Le gouvernement a beau nous présenter une étude montrant que près de 62 000 morts ont pu être évitées grâce au confinement, la confiance est perdue. Chiffre qui, soit dit en passant, a été repris sans regard critique par l’ensemble des médias, y compris France Télévisions. Mais puisqu’on suit maintenant des doctrines, on doit croire aussi à des vérités absolues ! Même s’il est maintenant établi que le gouvernement nous a menti, notamment sur les stocks de masques.
Et cette perte de confiance à l’égard du gouvernement descend, par ruissellement pourrait-on dire, sur ceux qui ont défendu et appliqué la « doctrine ».
On a pu voir ainsi la direction de FTV ne tirer aucune conséquence des chiffres de contamination donnés secteur par secteur. Ils montrent pourtant clairement que la direction dont le personnel est le plus présent sur site, la direction de l’information, est la plus touchée. Alors que celle où la quasi-totalité du personnel est en télétravail, la DRH, est quasiment indemne.
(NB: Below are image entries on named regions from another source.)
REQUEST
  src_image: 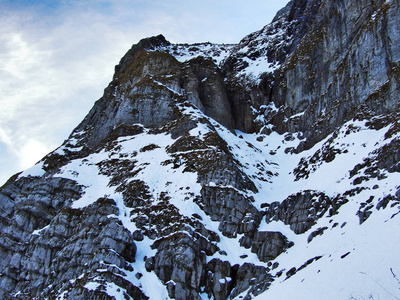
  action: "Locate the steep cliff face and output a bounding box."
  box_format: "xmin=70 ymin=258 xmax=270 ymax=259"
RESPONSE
xmin=0 ymin=0 xmax=400 ymax=299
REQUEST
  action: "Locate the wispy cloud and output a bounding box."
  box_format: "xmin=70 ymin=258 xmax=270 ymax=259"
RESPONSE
xmin=0 ymin=0 xmax=288 ymax=185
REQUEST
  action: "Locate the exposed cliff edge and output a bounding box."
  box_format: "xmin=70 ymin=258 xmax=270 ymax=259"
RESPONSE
xmin=0 ymin=0 xmax=400 ymax=299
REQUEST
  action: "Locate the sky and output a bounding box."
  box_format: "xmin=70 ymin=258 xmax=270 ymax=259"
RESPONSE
xmin=0 ymin=0 xmax=289 ymax=186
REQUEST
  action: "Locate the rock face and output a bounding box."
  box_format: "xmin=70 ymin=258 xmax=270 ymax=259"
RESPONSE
xmin=0 ymin=0 xmax=400 ymax=299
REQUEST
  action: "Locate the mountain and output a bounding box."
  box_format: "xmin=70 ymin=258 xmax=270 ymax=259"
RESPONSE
xmin=0 ymin=0 xmax=400 ymax=299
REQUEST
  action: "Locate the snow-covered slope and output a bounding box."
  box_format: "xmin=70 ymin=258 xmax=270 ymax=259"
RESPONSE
xmin=0 ymin=0 xmax=400 ymax=299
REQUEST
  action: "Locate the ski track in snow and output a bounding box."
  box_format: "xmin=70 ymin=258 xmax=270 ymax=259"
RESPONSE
xmin=20 ymin=102 xmax=400 ymax=299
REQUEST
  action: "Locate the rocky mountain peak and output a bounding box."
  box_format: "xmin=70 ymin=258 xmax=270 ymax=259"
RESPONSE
xmin=0 ymin=0 xmax=400 ymax=299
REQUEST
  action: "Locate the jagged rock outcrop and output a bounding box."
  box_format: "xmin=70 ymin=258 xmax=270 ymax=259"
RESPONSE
xmin=0 ymin=0 xmax=400 ymax=299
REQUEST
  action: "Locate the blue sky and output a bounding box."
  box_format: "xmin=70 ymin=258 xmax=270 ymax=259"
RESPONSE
xmin=0 ymin=0 xmax=289 ymax=185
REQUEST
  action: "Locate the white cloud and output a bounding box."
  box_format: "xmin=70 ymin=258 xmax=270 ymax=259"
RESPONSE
xmin=0 ymin=0 xmax=288 ymax=185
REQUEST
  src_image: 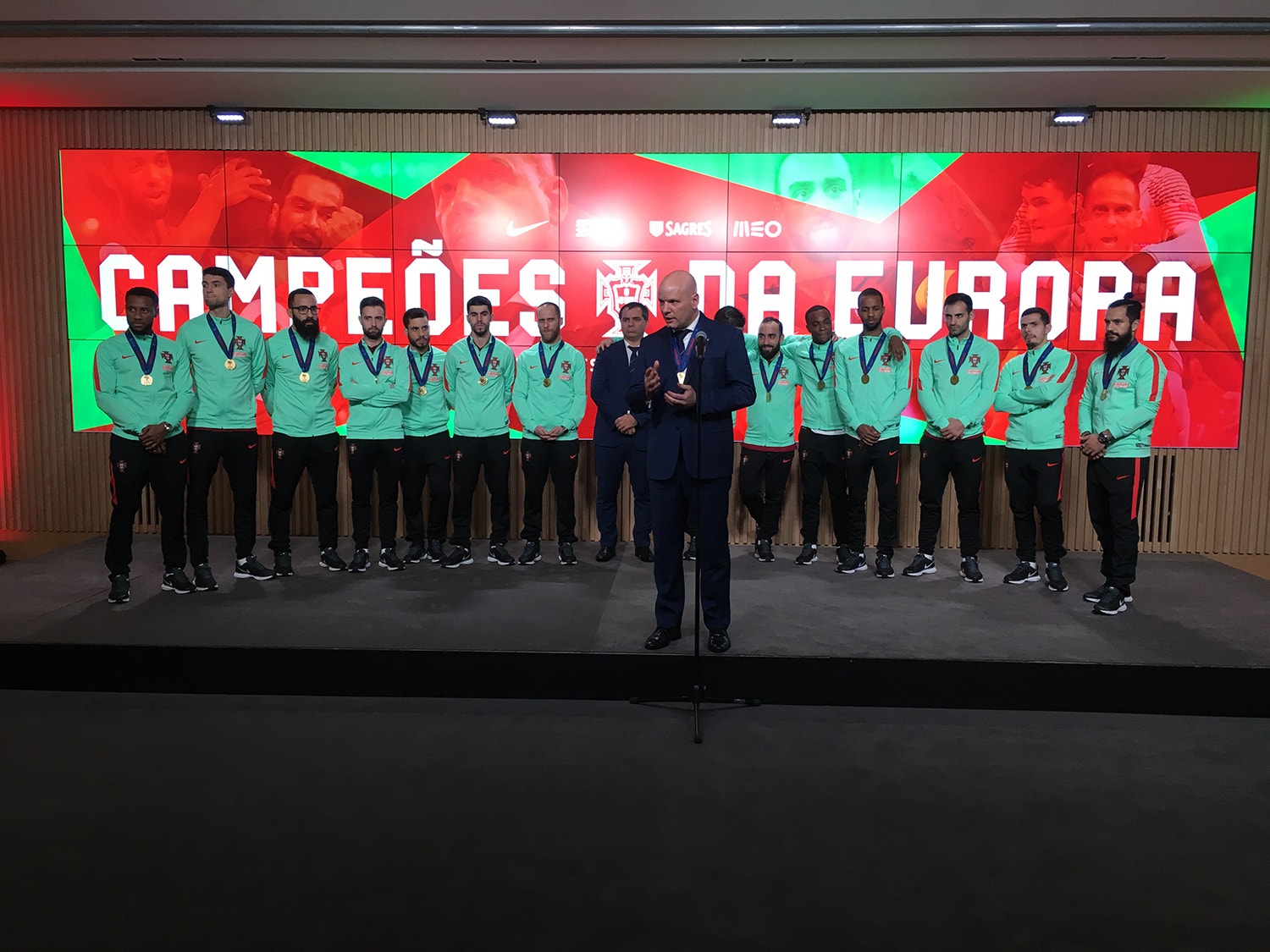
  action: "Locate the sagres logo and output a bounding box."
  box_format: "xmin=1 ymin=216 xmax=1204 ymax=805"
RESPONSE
xmin=596 ymin=258 xmax=657 ymax=334
xmin=648 ymin=218 xmax=714 ymax=238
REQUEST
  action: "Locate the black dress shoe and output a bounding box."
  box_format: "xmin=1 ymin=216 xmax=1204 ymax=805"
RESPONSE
xmin=644 ymin=627 xmax=686 ymax=652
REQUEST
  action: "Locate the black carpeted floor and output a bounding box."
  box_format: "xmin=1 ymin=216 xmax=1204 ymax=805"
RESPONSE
xmin=0 ymin=537 xmax=1270 ymax=667
xmin=0 ymin=692 xmax=1270 ymax=952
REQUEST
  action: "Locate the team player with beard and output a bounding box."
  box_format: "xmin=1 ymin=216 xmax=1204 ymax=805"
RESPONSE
xmin=93 ymin=287 xmax=195 ymax=604
xmin=512 ymin=301 xmax=587 ymax=565
xmin=177 ymin=268 xmax=273 ymax=592
xmin=742 ymin=316 xmax=802 ymax=563
xmin=442 ymin=294 xmax=516 ymax=569
xmin=401 ymin=307 xmax=454 ymax=565
xmin=904 ymin=294 xmax=1001 ymax=583
xmin=1079 ymin=297 xmax=1168 ymax=614
xmin=263 ymin=289 xmax=347 ymax=578
xmin=833 ymin=289 xmax=914 ymax=579
xmin=993 ymin=307 xmax=1076 ymax=592
xmin=340 ymin=296 xmax=411 ymax=573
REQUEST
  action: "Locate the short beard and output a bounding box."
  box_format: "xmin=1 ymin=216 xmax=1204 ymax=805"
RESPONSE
xmin=1102 ymin=334 xmax=1133 ymax=357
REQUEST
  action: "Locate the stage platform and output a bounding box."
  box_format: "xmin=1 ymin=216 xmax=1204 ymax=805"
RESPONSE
xmin=0 ymin=536 xmax=1270 ymax=713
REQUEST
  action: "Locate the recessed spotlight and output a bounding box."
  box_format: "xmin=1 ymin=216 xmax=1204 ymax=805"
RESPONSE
xmin=207 ymin=106 xmax=246 ymax=126
xmin=479 ymin=109 xmax=516 ymax=129
xmin=772 ymin=109 xmax=812 ymax=129
xmin=1049 ymin=106 xmax=1094 ymax=126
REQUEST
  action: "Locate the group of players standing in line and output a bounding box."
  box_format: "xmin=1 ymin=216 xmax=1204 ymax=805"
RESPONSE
xmin=96 ymin=268 xmax=1166 ymax=614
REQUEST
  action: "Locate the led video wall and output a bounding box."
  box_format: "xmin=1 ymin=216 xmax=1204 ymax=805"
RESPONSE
xmin=61 ymin=150 xmax=1257 ymax=447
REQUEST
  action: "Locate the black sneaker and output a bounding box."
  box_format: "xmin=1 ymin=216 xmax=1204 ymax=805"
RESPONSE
xmin=234 ymin=556 xmax=273 ymax=581
xmin=1046 ymin=563 xmax=1067 ymax=592
xmin=833 ymin=548 xmax=869 ymax=575
xmin=442 ymin=546 xmax=472 ymax=569
xmin=1094 ymin=586 xmax=1125 ymax=614
xmin=273 ymin=553 xmax=296 ymax=579
xmin=195 ymin=563 xmax=220 ymax=592
xmin=904 ymin=553 xmax=935 ymax=579
xmin=1003 ymin=563 xmax=1041 ymax=586
xmin=106 ymin=573 xmax=132 ymax=606
xmin=962 ymin=556 xmax=983 ymax=583
xmin=161 ymin=569 xmax=195 ymax=601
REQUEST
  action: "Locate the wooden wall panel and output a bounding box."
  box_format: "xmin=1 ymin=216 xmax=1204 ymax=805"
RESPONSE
xmin=0 ymin=109 xmax=1270 ymax=553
Les salarié·e·s eux, ont bien vu qu’en allant travailler au Siège, ils entraient dans une zone à risque.
Les salarié·e·s de certains services ont pris sur eux-mêmes de s’auto-organiser et de préconiser entre eux le port du masque. La direction, le 16 avril, en prend acte, sans plus, puis le 29 avril, rend le port du masque obligatoire sur tous les sites. Changement de doctrine !
Comme le rappelait mardi un député au Premier Ministre, dans une démocratie, il n’y a pas de consentement à l’autorité sans confiance dans la légitimité des consignes données.
L’entreprise n’est certes pas une démocratie, mais pour que les salarié·e·s de France Télévisions entrent avec confiance dans la phase de déconfinement, la CGT réclame une plus grande concertation avec les syndicats et les élu·e·s.
Dans une note confidentielle transmise à l’Élysée et au Premier Ministre, le Président du conseil scientifique insiste sur le besoin d’une démocratie sanitaire : il y a urgence, dit-il, à inclure et faire participer la société à la réponse au Covid-19.
En clair, ne pas laisser Jupiter et ses satellites, gérer seuls cette crise exceptionnelle.
Là encore, ce qui est valable au sommet de l’État peut s’appliquer au niveau de l’entre-prise, alors que des questions cruciales vont se poser à nous après le 11 mai.
Comment va-t-on réaménager les espaces de travail pour une meilleure protection des salariés ? A-t-on vérifié la fiabilité des thermomètres à infra-rouge depuis longtemps mise en doute par les salarié·e·s et les élu·e·s ? Va-t-on rendre obligatoire au sein de l’entreprise l’application Stop Covid alors qu’elle pose d’énormes problèmes de libertés publiques ? FTV va-t-elle, à l’instar d’autres grandes entreprises, proposer un dépistage à ses salarié·e·s pour sécuriser le retour progressif du personnel et dans quelles conditions ? Va-t-on laisser mourir à petit feu France 4 et France Ô alors qu’elles ont démontré leur utilité en cette période de crise ? Va-t-on maintenir une organisation des CSSCT issue des ordonnances Macron qui n’est pas du tout à la hauteur des enjeux sanitaires actuels ?
Autant de questions sur lesquelles les élu·e·s et organisations syndicales devront être écoutées, ou alors, ce sont les travailleurs eux-mêmes qui reprendront le contrôle sanitaire de leurs conditions de travail.